Summary.

The authors build a model of alternative splicing trained on exon-exon junction-spanning reads from the GTEx data.
They consider "splicing events", where each event is a single constitutive site, which can pair with any one of a set of alternative sites. They then predict the 'percent-spliced-in' or PSI for each alternative sites, which is simply the fraction of times that the constitutive site pairs with said alternative site.
They treat all splicing events as either alternative donors or alternative acceptor, and develop separate models for alternative donor and acceptor events.
For each alternative site, inputs include the sequence around the constitutive site, the alternative site, the mRNA sequence resulting from splicing the constitutive and alternative site, and a normalized measure of intron length.
For a given splicing event, they make predictions for each alternative site with a CNN that they call a "scoring network". Next, they feed the predictions for all of an event's alternative sites into a second network, with produces normalized PSI values (i.e. sum to 1, all less than 1) for each alternative site.
For training data, the authors include splicing events from GENCODE v19, as well as "de novo" splice sites that are supported by at least 2 tissues from 2 individuals in GTEx. Further, they select random negative sites (i.e. with PSI=0), as well as "decoy sites" (i.e. MaxEntScan score >3, but no support in GTEx or GENCODE).

Network structure.

They consider two models for the scoring network, including a CNN and a residual network. They also consider two models for the output network, including a communication network and an LSTM. They also try a network that uses a softmax for the output network.
For the communication network, they are taking the mean CNN output for all alternative sites (besides the current alternative site) and add it to the filters for the current alternative site.
It would be nice to see a comparison of all combinations of scoring network and output network.
There is no mention of a ResNet-26 in the paper they cite. As such, a table of the model architectures and hyperparameters would be nice.
A lot of the logic guiding the model selection remains to be demonstrated and formally quantified:
- decoy sites help the network learn more subtle signals in the input sequence.
- negative sites help the network learn the core splicing motifs.
- pooling prevents learning the core motifs that are sensitive to shifts.
Most of their networks are not available online.
It is unclear if performance is altered by considering a larger/smaller sequence window around each splice site.

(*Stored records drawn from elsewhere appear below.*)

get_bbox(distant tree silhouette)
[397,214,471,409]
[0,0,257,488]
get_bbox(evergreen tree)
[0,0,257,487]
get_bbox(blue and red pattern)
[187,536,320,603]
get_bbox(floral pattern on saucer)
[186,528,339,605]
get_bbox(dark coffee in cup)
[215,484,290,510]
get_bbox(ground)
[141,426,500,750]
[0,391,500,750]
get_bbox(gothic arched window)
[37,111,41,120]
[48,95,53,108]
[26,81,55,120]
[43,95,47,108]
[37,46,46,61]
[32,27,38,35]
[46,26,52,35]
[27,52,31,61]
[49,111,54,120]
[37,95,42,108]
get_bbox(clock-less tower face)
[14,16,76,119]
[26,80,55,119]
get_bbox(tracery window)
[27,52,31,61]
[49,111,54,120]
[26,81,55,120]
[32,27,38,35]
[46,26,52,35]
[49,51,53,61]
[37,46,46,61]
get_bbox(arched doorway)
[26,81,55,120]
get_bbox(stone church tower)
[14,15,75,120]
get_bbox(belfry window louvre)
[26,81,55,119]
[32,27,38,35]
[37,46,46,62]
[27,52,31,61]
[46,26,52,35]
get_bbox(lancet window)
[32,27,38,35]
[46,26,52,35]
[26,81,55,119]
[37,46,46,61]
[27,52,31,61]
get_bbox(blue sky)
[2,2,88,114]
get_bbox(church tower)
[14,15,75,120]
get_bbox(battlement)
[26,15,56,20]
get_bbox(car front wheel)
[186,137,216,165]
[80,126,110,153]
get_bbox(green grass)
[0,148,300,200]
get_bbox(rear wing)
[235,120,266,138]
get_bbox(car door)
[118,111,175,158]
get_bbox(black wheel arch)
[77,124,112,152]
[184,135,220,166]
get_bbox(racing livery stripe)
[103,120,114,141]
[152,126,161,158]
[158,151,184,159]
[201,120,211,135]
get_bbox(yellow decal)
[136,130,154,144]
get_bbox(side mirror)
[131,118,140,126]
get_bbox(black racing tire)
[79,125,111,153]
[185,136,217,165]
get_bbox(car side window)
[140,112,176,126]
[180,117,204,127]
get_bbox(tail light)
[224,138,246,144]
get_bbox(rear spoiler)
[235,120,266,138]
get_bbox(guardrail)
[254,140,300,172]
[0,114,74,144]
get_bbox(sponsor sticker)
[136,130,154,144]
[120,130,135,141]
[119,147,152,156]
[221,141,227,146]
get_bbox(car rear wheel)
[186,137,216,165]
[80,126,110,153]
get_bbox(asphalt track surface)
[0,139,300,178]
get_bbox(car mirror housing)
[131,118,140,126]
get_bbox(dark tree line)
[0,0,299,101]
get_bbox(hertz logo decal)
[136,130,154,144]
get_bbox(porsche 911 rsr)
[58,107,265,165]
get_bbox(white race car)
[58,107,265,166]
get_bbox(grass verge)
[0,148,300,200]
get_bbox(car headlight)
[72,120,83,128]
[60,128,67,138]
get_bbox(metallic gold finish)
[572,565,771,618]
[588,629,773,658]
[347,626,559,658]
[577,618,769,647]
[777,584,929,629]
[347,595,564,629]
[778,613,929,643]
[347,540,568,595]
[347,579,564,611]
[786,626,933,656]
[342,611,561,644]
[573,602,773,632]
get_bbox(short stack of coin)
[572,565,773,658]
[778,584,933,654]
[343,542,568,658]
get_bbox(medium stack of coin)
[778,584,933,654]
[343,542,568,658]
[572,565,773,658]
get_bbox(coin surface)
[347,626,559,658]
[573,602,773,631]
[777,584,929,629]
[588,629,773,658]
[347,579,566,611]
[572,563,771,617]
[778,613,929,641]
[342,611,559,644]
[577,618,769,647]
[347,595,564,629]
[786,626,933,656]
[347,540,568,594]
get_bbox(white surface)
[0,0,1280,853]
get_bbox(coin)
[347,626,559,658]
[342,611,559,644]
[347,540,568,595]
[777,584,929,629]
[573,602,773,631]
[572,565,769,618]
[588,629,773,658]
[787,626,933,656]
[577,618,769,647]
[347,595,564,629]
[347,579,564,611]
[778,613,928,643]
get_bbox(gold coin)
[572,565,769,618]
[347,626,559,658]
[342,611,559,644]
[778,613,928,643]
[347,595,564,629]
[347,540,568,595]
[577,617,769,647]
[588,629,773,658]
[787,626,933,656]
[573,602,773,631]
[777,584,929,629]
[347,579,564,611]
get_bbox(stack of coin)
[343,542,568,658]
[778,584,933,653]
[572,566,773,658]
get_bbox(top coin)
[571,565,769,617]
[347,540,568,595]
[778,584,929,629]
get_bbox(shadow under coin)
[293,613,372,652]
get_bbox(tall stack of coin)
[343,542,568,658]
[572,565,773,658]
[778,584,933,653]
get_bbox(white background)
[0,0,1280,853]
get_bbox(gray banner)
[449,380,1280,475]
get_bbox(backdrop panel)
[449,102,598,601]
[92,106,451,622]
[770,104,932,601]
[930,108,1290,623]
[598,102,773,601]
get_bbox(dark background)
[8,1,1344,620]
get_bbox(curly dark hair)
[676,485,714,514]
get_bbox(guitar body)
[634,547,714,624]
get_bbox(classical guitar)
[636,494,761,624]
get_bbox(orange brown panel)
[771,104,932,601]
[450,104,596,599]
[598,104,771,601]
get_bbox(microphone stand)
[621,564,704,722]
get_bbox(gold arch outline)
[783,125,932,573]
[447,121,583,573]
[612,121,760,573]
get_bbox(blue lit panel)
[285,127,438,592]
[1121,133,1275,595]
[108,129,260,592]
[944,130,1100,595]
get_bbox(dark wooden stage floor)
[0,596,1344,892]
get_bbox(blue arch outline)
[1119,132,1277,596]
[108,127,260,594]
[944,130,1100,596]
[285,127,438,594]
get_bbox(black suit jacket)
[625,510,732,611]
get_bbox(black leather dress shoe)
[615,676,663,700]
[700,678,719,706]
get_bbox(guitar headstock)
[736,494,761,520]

The authors use the "positional bootstrap" to quantify uncertainty in their PSI values, but don't really explain how/if this information is used during data selection, training, or evaluation.
The PSI values are averaged across all tissues in GTEx. This might mask some heteroscedasticity in PSI values.
They do not include the code used to generate their data. This is problematic. For instance, it is unknown if they filtered for mitochondrial reads, which may contain self-splicing introns. Recall that there are duplicated brain samples in GTEx; if they did not consider this, then their filtering (2 tissues, 2 people) might not work as expected.

The top model is the CNN scoring network with a bidirectional LSTM output network. The CNN scoring network with a bidirectional LSTM output network is a close second.
The authors include ~60-80 decoy+negative sites per event, so R^2 with a uniform baseline will be a little inflated. Given that the authors are trying to learn the strength of different splice sites, it would have been nice to see R^2 calculated without decoy+negative sites. Kendall's Tau C or another tie-adjusted correlation coefficient might serve the same purpose (i.e. by down-weighting the tied zeros), while being easier to implement and apply to their existing outputs.
It is unknown if the donor and acceptor models generally agree on PSI values for cassette exons.
The notion that their model is "not fooled by cryptic splice sites" seems odd, since they didn't specifically look at cryptic splice sites. To determine if their model properly understood cryptic splice sites, they should have checked if the activated cryptic splice site had a much larger PSI than the reference sequence.

The authors extract motifs directly from their CNN filters, and show that many of them correspond to motifs relevant to splicing (e.g. splice sites, U2AF2 binding).
Several splicing motifs were not learned by their model (e.g. binding sites for RBFOX, NOVA, MBNL). Given the number of brain samples included in GTEx, the absence of NOVA is very surprising to me.
The authors only extracted motifs for the top performing model. It would have been nice to know if the motifs from the other models were largely similar or not.
The authors note that the order of splice sites explains the gap in performance between the softmax model and the others (i.e. which consider interactions between alternative sites). However, they did not explore the effects of ordering on their predictions.
It would have been nice to see a more in-depth evaluation of features learned by the model. For instance, they could have used in silico mutagenesis to see if the top-ranked motifs varied with ordering of alternative sites or the subset of sites considered.